Published online by Cambridge University Press: 15 January 2010
The rise of the cognitive approach in psychology can probably be dated to the publication of Miller, Galanter and Pribram (1960), while its position in social psychology was most clearly stated by Zajonc (1968a). Miller et al.'s book did not so much present any new data about psychology, but rather, it gave psychologists permission to speak about events which they could not observe. This was antithetical to the dominant behaviourisms of Hull and Spence, but not to that of Skinner (1974). Giving such permission had some benefits, but it also had some costs which are perhaps only now being appreciated in social psychology.
The benefit of speaking about unobservable events was that such events could be modelled in words, symbols or equations, and predictions made of observable behaviour.
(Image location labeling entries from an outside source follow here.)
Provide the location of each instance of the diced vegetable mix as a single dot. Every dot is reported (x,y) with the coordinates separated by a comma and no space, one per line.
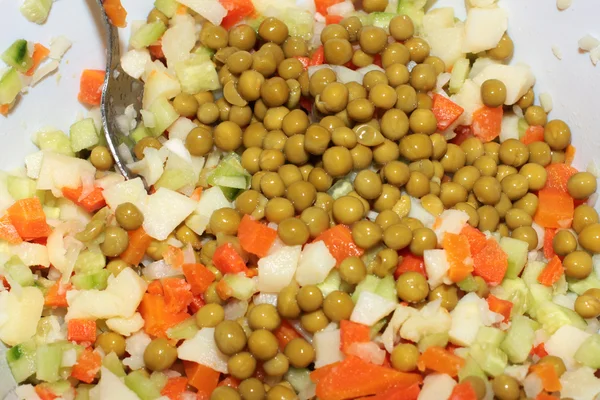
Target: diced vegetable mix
(341,209)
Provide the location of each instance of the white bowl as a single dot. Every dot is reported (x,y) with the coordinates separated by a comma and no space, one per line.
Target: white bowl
(534,25)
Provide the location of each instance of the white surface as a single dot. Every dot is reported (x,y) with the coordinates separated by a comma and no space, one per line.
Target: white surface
(534,25)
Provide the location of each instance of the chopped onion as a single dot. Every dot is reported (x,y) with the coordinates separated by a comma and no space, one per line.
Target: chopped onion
(160,269)
(235,309)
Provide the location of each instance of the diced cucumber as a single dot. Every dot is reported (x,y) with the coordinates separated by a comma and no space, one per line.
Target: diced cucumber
(17,56)
(517,255)
(459,74)
(552,316)
(48,359)
(83,135)
(519,339)
(22,360)
(369,284)
(331,283)
(164,115)
(83,392)
(469,284)
(532,271)
(176,178)
(159,380)
(95,281)
(56,141)
(386,288)
(89,262)
(10,86)
(36,11)
(183,330)
(147,34)
(579,286)
(20,188)
(435,339)
(471,368)
(141,385)
(167,7)
(197,75)
(487,335)
(490,359)
(299,378)
(139,132)
(113,364)
(516,292)
(20,273)
(589,352)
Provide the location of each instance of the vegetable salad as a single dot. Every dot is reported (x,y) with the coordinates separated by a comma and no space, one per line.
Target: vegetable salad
(342,204)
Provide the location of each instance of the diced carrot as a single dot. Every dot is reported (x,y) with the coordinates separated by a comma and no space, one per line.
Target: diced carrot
(139,241)
(115,12)
(285,333)
(317,57)
(156,317)
(555,209)
(174,387)
(545,396)
(458,253)
(410,262)
(8,231)
(354,377)
(502,307)
(547,373)
(476,238)
(463,132)
(333,19)
(487,123)
(491,263)
(323,5)
(28,218)
(227,260)
(440,360)
(305,61)
(352,332)
(201,377)
(87,366)
(178,295)
(446,111)
(339,242)
(230,381)
(81,330)
(173,256)
(44,392)
(90,86)
(198,276)
(92,202)
(224,290)
(535,133)
(552,272)
(155,287)
(549,234)
(539,350)
(56,296)
(558,176)
(397,393)
(463,391)
(40,52)
(196,304)
(237,10)
(569,154)
(255,237)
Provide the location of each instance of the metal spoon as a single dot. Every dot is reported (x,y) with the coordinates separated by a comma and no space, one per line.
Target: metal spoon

Such a strategy had helped the development of nuclear physics, for example, by allowing modelling of (then) unobservable atoms and electrons. Since being applied to social psychology, there has been a rapid proliferation of cognitive models (Markus and Zajonc, 1985).
The problem with cognitive models is that unless strict controls are kept on theorizing (see Skinner, 1950), the models can become underdetermined or indeterminate, such that many different models can be supported by the same observed data. We have, in fact, already seen some of this occurring in the last chapter, when each of the theories could account for the same data in seemingly different ways.